Children’s Medical Research Institute (CMRI) and The Sydney Children’s Hospitals Network (SCHN) are announcing the establishment of the Australian Genome Therapeutics Centre (AGTC), a collaborative effort which will transform the treatment of children with serious inherited diseases and contribute to the development of exciting new treatment options for a wide range of other diseases, including cancer, across all age groups.
Genome therapeutics, often referred to as gene therapies, encompass a number of new types of treatment that use genes as medicines, correcting diseases at their source.
Establishment of this Centre represents a major step forward in a journey that began 26 years ago with a small number of clinicians and scientists in the joint gene therapy research program of SCHN and CMRI.
At the start of this journey, many scientists regarded the idea of gene therapy as science fiction. Now, several highly successful gene therapy trials have demonstrated the immense potential of this approach, and SCHN and CMRI have more than 150 researchers working in this revolutionary new area of medicine.
The researchers have made major contributions to the international effort to develop gene delivery systems that are essential for successful gene therapy. These include viral vectors (viruses that have their genetic material replaced by a genetic medicine) and lipid nanoparticles similar to those used to deliver mRNA in the Pfizer and Moderna COVID-19 vaccines.
Chief Executive of SCHN, Ms Cathryn Cox, said that “This unique partnership between clinicians and researchers gives us the ability to make a life-changing difference to the children and families who currently don’t have answers. It gives us the opportunity to offer world-leading clinical trials to paediatric patients across NSW as soon as possible and the potential to develop new treatments, and even cures, that can help children both now and in the future. It is truly a transformational approach to healthcare.”
Professor Ian Alexander is one of the leaders of the AGTC. He is Head of the Gene Therapy Research Unit, working across both CMRI and SCHN, and is considered a world-leader in this field. “Excellent genomic diagnostic work is being done all around Australia, and we’ve always punched above our weight internationally in this, but the main challenge has been translating that research into the clinic,’’ Professor Alexander said. “Now, finally, we will be able to go beyond offering a diagnosis. It’s very exciting because now we’re working with an increasing number of diseases that are within reach of a treatment or cure.’’

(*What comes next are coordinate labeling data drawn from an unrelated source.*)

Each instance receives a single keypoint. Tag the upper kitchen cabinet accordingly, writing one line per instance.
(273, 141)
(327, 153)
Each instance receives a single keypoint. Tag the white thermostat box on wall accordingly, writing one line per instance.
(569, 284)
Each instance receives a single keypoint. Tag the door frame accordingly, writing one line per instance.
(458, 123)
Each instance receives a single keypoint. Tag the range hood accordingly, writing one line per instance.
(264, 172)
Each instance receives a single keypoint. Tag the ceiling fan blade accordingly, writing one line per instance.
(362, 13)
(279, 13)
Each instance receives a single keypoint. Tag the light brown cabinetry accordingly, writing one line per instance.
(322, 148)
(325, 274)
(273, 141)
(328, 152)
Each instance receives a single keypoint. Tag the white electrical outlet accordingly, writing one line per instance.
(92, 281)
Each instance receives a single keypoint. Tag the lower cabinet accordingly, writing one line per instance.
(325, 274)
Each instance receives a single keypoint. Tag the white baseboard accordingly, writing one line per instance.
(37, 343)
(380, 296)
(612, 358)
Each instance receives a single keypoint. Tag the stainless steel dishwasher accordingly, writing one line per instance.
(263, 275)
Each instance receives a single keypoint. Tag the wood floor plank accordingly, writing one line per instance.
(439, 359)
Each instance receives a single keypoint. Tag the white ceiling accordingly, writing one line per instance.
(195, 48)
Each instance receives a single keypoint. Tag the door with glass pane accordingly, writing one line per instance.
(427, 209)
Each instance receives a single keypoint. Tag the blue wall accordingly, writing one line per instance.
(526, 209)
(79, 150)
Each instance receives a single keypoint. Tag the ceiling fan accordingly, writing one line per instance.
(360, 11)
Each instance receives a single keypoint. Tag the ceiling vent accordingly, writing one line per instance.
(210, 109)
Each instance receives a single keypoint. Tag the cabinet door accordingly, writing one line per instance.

The researchers in AGTC are developing and delivering treatments for conditions including inherited metabolic liver disease, inherited causes of blindness, lung diseases, brain diseases and serious neuromuscular disorders. They and their colleagues also have expertise in development and delivery of CAR T treatments, another form of gene therapy, for cancer.
Future applications of this technology will include treatment of many common conditions such as heart disease, and macular degeneration – a common cause of blindness in older people.
CMRI’s Director, Professor Roger Reddel, said, “this will be a collaborative effort with researchers elsewhere in NSW, other Australian States, and internationally. The researchers in AGTC are providing a complete ‘pipeline’ from design, construction, and testing of gene therapies, through to their production in a small-scale manufacturing facility, and on to treatment of patients with these new therapeutics within SCHN. This effort will be advanced even further by the Viral Vector Manufacturing Facility to which the NSW Government has committed major funding.”